И вот я за двести двадцать километров от Москвы, в селе Прудские Выселки, в окрестностях старого русского города Михайлова, в котором я был последний раз почти тридцать один год назад, в декабре сорок первого, в то утро, когда армия генерала Голикова выбила оттуда войска Гудериана.

Не сразу, а уже по дороге к Михайлову я задним числом подумал, что товарищи из “Комсомолки” в данном случае обратились ко мне, а не к другому писателю моего поколения, наверно, потому, что кто-то в газете вспомнил мою старую корреспонденцию, присланную тогда, в сорок первом, из Михайлова «Дорога на Запад», «Красная звезда», 1941, 17 декабря). “Ну, что ж, - подумал я, - они по-своему правы. Знакомые по войне места рождают в нас не только воспоминания, но и сравнения. И эти сравнения порой бывают нужны”.

Позже я еще вернусь к этому. А пока попробую дать почувствовать то, что почувствовал я сам там, в селе Прудские Выселки, сначала в одной из комнаток правления колхоза, где я застал пришедших туда в обеденный перерыв мать и отца погибшего, а потом в их осиротевшем, притихшем доме, где заканчивался наш разговор с ними.

Мне, как, наверно, почти каждому немолодому человеку, несколько раз в жизни доводилось быть первым вестником непоправимого: доводилось приходить и говорить “он умер” про того, кого минуту назад считали живым.

Сейчас я разговаривал с двумя людьми, которые уже давно, больше двух месяцев, знали, что их сын умер, что его нет, но все равно меня не оставляло чувство вины перед ними. Своими вопросами я возвращал их к тому дню, когда их сын совершил то, что он совершил, и к тому дню, когда он умер, и к тем четырнадцати суткам, которые пролегли между тем и другим в борьбе за его жизнь.

И не сразу, а лишь потом, где-то в середине нашего разговора, я понял, что мера моей вины, человека, расспрашивающего отца и мать об их погибшем сыне, не так велика, как мне сначала показалось. Горе их было так глубоко, что разговор еще с одним человеком, вынудившим их своими вопросами снова вслух вспоминать при нем о сыне, не мог разбередить это горе - оно с одинаковой силой и с одинаковой болью существовало внутри них и когда они говорили о нем, и когда они молчали о нем.

Нина Петровна Мерзлова и Алексей Михайлович Мерзлов - мать и отец погибшего Анатолия - люди стойкие и глубокие.
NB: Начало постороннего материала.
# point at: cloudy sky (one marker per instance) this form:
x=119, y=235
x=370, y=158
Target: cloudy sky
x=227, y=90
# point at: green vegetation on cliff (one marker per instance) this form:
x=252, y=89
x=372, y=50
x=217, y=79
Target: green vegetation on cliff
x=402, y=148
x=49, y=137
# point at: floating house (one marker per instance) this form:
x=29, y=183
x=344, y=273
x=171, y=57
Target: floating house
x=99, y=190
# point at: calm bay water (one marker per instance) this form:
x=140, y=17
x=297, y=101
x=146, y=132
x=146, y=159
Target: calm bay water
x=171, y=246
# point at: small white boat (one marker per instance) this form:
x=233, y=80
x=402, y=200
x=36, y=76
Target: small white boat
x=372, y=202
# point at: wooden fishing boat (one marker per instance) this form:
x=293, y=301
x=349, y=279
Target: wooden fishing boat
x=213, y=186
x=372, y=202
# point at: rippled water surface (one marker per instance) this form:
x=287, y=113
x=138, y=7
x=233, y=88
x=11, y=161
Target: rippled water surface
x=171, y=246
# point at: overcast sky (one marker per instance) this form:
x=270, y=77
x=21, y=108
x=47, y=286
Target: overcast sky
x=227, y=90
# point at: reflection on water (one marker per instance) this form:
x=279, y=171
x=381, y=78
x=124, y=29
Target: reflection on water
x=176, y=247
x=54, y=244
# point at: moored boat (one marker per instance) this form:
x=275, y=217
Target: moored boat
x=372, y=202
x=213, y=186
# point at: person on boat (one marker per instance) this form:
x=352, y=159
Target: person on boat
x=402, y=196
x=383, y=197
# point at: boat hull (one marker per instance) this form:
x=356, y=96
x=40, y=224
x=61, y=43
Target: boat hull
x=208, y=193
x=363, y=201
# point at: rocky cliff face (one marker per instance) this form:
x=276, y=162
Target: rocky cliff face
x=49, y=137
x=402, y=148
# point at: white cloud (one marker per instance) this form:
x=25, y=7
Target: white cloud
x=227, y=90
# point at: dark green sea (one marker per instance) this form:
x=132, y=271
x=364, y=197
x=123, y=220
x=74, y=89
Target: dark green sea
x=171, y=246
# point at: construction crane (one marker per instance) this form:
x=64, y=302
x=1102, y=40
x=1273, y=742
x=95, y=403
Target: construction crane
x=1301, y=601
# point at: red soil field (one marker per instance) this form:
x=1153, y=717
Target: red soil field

И пока я говорил с ними, мне через них, через их человеческие личности, через их взгляд на жизнь, через их собственное отношение к поступку погибшего сына постепенно открывалась и личность того восемнадцатилетнего юноши, которого я уже никогда не увижу и никогда не спрошу, как он сам-то смотрит на свой поступок, - стоило ли рисковать своей молодой жизнью из-за “железки”, как выразился о тракторе автор одного письма.

Стойкие люди - это не те, у которых не дрогнет голос и не упадет слеза. Стойкие люди - это те, которые сами не дрогнут в трудную минуту жизни, которые сами не упадут на колени перед бедой.

Нина Петровна, вспоминая о сыне, не прятала слез, они несколько раз появлялись у нее на глазах, а иногда она вдруг улыбалась сквозь слезы, когда вспоминала какие-то милые ее сердцу, вызывавшие эту улыбку подробности детства ее сына. Улыбалась между слезами, наверное, потому, что в ее памяти существовала не только смерть сына, а вся его жизнь, со всеми ее подробностями, трогавшими и смешившими ее, а иногда удивлявшими и вызывавшими ее материнское уважение к мальчику, а потом к подростку и юноше.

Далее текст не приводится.